Wood dowels are made to be cut into short pieces to join other pieces of wood. I doubt any dowel manufacturer checks them for grain runout, because it's irrelevant to how dowels are generally used.


----------



## WindWalker (Jan 23, 2005)

Rattus:

If you were a home builder and you told me that "wood IS wood," I wouldn't contract you to build me a doghouse. :smile:


----------



## rattus58 (Jul 9, 2007)

WindWalker said:


> Rattus:
> 
> If you were a home builder and you told me that "wood IS wood," I wouldn't contract you to build me a doghouse. :smile:


Ok.... tell me the differnce in cotton. Tell me the difference in wool. I happened to be piqued by your statement and google doesn't support your contention... so show me... 
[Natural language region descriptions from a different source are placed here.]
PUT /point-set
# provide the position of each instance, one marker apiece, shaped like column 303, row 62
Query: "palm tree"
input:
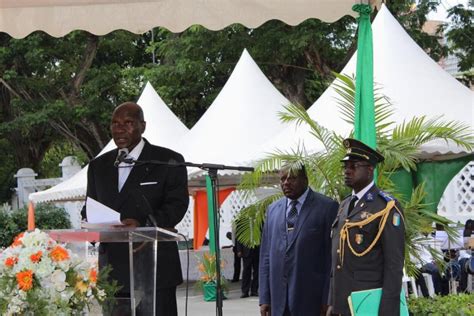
column 399, row 144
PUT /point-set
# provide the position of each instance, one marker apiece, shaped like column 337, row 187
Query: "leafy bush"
column 47, row 216
column 460, row 304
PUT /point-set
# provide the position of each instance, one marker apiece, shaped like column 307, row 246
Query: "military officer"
column 368, row 236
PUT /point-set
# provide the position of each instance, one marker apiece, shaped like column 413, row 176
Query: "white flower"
column 33, row 251
column 58, row 278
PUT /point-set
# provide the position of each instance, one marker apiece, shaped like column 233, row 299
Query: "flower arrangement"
column 42, row 277
column 207, row 281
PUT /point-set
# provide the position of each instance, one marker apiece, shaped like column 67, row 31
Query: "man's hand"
column 130, row 222
column 265, row 310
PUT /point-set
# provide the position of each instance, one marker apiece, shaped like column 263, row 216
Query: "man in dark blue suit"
column 295, row 253
column 140, row 192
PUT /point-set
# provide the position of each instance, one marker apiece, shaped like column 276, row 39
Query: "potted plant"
column 207, row 282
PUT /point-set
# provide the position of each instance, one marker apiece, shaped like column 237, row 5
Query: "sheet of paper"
column 98, row 213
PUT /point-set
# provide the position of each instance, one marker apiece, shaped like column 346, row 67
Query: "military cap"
column 357, row 150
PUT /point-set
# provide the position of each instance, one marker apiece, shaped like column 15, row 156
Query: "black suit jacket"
column 381, row 267
column 150, row 189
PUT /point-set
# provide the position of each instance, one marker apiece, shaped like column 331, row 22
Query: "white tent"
column 415, row 84
column 242, row 117
column 59, row 17
column 163, row 128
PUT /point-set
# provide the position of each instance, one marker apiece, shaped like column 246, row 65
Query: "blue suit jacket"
column 296, row 268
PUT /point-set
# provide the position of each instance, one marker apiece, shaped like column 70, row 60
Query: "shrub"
column 454, row 304
column 47, row 216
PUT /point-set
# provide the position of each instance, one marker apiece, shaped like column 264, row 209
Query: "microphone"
column 123, row 152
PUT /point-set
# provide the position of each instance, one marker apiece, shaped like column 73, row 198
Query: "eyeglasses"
column 354, row 165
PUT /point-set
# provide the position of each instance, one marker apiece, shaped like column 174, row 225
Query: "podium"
column 143, row 244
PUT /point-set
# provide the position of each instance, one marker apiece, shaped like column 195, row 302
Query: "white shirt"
column 124, row 169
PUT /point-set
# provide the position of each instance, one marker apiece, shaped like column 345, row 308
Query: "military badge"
column 359, row 238
column 396, row 220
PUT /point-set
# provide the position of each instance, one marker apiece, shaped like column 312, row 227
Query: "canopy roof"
column 242, row 117
column 415, row 84
column 162, row 128
column 59, row 17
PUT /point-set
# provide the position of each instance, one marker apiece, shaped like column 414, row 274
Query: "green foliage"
column 452, row 305
column 461, row 38
column 49, row 167
column 207, row 267
column 412, row 15
column 47, row 216
column 399, row 144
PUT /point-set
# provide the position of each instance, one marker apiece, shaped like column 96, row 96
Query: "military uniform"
column 368, row 251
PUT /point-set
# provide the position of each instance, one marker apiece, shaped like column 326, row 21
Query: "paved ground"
column 232, row 306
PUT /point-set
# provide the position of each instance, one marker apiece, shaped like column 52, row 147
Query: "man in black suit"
column 368, row 236
column 141, row 193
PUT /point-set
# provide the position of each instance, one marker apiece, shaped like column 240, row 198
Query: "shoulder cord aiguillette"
column 348, row 225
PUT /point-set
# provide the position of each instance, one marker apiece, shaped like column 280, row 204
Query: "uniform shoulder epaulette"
column 387, row 197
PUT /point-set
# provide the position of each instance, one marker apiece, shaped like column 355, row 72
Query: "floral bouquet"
column 42, row 277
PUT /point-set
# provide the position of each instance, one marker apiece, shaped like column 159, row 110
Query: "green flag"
column 364, row 112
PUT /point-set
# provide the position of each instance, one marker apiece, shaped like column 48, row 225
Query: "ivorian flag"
column 364, row 112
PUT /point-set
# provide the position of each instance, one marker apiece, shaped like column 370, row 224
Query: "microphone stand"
column 212, row 170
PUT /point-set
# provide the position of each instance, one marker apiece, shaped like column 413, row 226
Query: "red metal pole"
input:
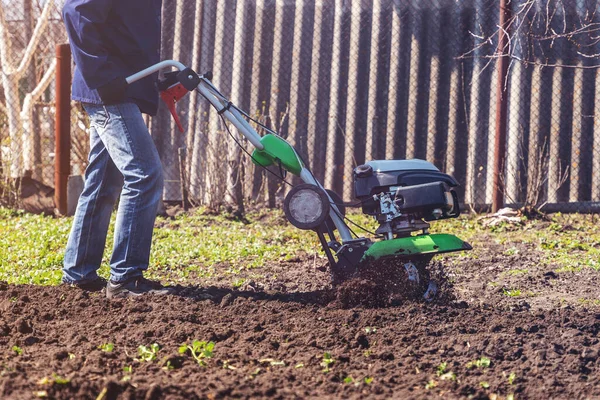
column 62, row 153
column 501, row 106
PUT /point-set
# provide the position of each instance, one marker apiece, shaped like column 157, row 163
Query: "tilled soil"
column 271, row 339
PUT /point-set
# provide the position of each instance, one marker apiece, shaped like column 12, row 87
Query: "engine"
column 403, row 195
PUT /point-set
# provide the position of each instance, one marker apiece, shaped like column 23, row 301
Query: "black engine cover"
column 421, row 189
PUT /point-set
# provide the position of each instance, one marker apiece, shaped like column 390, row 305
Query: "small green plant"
column 443, row 374
column 511, row 292
column 272, row 362
column 431, row 384
column 169, row 366
column 327, row 362
column 54, row 380
column 107, row 347
column 483, row 362
column 149, row 353
column 441, row 369
column 199, row 349
column 227, row 365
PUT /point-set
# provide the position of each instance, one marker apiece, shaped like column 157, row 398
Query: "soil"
column 271, row 336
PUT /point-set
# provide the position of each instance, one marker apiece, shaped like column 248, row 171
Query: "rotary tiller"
column 402, row 195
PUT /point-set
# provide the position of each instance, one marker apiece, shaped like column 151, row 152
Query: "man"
column 111, row 40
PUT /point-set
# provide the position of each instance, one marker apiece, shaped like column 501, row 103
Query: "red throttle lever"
column 171, row 96
column 174, row 87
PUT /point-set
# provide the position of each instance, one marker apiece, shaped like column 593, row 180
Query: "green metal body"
column 415, row 245
column 277, row 149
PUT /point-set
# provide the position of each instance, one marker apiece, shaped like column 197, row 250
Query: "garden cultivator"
column 402, row 195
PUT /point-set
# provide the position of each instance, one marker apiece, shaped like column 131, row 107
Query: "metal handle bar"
column 234, row 116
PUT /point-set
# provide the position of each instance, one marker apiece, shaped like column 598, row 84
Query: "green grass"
column 203, row 245
column 32, row 246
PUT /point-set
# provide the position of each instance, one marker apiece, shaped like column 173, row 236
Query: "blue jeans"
column 123, row 160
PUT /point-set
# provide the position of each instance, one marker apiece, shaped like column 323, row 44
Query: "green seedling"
column 107, row 347
column 431, row 384
column 511, row 292
column 511, row 378
column 168, row 366
column 227, row 365
column 148, row 353
column 272, row 362
column 327, row 362
column 200, row 350
column 443, row 375
column 441, row 369
column 483, row 362
column 55, row 380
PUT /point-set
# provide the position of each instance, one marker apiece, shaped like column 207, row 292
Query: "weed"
column 227, row 365
column 54, row 380
column 483, row 362
column 511, row 292
column 200, row 350
column 256, row 372
column 238, row 283
column 441, row 369
column 511, row 378
column 107, row 347
column 168, row 366
column 448, row 376
column 271, row 362
column 148, row 353
column 515, row 272
column 327, row 362
column 431, row 384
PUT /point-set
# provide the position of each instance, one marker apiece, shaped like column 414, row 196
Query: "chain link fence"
column 347, row 81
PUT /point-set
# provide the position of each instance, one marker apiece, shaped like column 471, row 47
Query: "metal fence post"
column 62, row 154
column 502, row 106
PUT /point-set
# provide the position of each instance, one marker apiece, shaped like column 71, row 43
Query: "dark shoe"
column 137, row 286
column 96, row 285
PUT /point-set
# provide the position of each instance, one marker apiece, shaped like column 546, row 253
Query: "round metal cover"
column 306, row 206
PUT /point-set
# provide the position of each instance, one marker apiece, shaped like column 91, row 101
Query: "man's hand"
column 113, row 92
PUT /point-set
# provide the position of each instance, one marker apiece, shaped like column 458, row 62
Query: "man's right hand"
column 113, row 92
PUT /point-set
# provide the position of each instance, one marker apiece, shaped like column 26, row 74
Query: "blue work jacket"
column 114, row 39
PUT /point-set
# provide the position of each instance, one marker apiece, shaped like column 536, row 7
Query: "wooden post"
column 501, row 107
column 62, row 154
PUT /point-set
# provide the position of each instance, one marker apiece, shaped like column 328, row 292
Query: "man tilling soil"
column 111, row 40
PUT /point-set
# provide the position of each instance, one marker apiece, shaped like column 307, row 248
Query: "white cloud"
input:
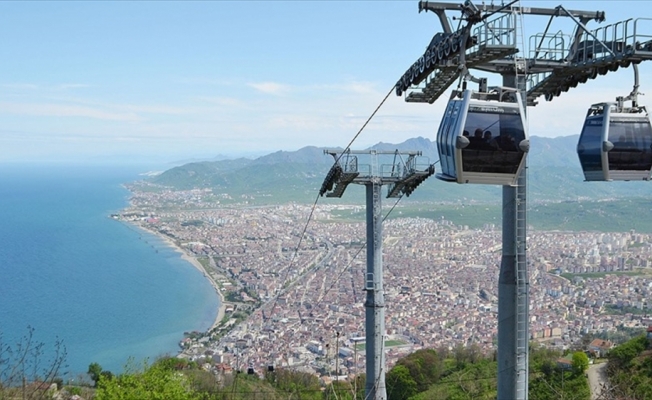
column 63, row 110
column 270, row 87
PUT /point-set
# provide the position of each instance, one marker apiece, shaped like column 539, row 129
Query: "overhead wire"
column 314, row 205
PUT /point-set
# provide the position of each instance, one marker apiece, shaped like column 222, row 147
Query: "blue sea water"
column 107, row 290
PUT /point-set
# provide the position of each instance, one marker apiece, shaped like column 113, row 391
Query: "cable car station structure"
column 403, row 174
column 490, row 39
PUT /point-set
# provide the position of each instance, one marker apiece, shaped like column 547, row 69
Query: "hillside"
column 553, row 175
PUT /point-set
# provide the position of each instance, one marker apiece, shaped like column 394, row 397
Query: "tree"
column 579, row 362
column 400, row 385
column 95, row 371
column 26, row 372
column 153, row 383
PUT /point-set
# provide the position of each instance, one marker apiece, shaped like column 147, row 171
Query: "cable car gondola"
column 615, row 143
column 483, row 137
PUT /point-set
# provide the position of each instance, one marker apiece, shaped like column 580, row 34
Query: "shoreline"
column 195, row 263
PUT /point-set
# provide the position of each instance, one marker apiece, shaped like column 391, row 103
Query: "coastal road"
column 597, row 379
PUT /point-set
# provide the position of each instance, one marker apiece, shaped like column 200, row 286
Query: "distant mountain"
column 554, row 174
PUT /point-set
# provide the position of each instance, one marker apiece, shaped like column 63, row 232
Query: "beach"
column 195, row 263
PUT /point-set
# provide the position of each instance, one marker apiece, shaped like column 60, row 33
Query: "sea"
column 109, row 292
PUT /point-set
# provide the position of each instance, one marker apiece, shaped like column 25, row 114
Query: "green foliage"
column 95, row 372
column 558, row 386
column 630, row 369
column 621, row 356
column 156, row 382
column 305, row 384
column 28, row 369
column 400, row 384
column 580, row 362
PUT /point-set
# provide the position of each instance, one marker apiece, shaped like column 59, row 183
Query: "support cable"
column 314, row 205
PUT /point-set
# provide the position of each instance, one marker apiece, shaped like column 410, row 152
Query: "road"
column 597, row 376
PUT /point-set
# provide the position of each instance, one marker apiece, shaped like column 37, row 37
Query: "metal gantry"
column 403, row 174
column 490, row 39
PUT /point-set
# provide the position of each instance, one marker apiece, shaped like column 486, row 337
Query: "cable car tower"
column 489, row 38
column 403, row 175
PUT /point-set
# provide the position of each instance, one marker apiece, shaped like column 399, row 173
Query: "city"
column 300, row 307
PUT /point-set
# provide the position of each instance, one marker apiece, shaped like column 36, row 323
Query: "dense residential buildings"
column 294, row 290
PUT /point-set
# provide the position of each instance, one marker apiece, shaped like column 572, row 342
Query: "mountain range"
column 554, row 175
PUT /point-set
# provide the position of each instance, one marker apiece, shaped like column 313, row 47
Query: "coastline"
column 195, row 263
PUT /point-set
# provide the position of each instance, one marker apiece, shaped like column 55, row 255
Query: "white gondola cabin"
column 482, row 140
column 615, row 143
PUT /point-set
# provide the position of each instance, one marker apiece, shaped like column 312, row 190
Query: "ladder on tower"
column 522, row 279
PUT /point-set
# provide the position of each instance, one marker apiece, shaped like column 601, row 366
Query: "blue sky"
column 148, row 80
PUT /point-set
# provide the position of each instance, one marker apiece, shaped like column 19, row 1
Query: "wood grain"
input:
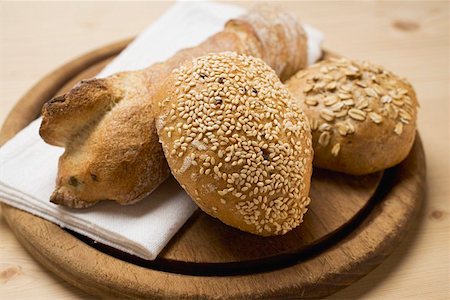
column 418, row 269
column 206, row 247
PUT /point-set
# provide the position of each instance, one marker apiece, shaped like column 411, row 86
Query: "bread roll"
column 237, row 143
column 362, row 117
column 108, row 125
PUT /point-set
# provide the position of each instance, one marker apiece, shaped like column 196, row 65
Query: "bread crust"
column 237, row 143
column 107, row 125
column 375, row 130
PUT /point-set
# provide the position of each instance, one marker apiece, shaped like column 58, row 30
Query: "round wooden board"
column 352, row 225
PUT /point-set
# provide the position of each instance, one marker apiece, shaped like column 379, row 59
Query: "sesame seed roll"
column 237, row 142
column 362, row 117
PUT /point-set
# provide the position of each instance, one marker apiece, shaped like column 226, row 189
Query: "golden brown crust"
column 86, row 119
column 237, row 143
column 363, row 117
If you couldn't differentiate the point I was making by saying wood is wood, I'm sorry for you. So tell me, since you are in the *know*, what is the difference between a 70# spined cedar shaft, a 70# ramin dowel, and a 70# birch dowel for arrow making referring to SAFETY... That is what we're talking about here isn't it?


----------



## WindWalker (Jan 23, 2005)

> _Ok.... tell me the differnce in cotton. Tell me the difference in wool. I happened to be piqued by your statement and google doesn't support your contention... so show me... _


You have now reached a point of being ridiculous.


----------



## Sanford (Jan 26, 2009)

rattus58 said:


> ....warning that there is a difference between a wood dowel and a cedar shaft. Would you mind telling me again what that difference is?


It's a misplaced warning. You are correct. Spine measurement is just a measure flex and is not a guarantee of durability or suitability. Cedar is one of the most brittle woods out there. Take a cedar shaft from 3-Rivers POC and a birch or ramin dowel from Home Depot. Bend both to the breaking point and one will find out quickly how brittle that POC is. That's a durability or suitability test if we are talking as to what is safer. The fact is, both are safe enough for what we do.


----------



## rattus58 (Jul 9, 2007)

WindWalker said:


> You have now reached a point of being ridiculous.


How so.... You made the suggestion.... :grin:


----------



## kegan (Aug 28, 2006)

rattus58 said:


> what is the difference between a 70# spined cedar shaft, a 70# ramin dowel, and a 70# birch dowel for arrow making referring to SAFETY... That is what we're talking about here isn't it?


The cedar one is going to break first? :lol:

I'm making a small set of birch dowel arrows for a couple selfbows I'm building (wanted something heavier in physical weight than my carbons). They're coming along great but so far it's quite a bit of work. Come spring I might try to add some sourwood shoot arrows and maybe even split-timber hickory arrows. Don't have the money for any more dowels.


----------



## Nam Nguyen (Jan 29, 2011)

lets agree to disagree.

Same grain rules apply for bows and arrows...wood is still wood.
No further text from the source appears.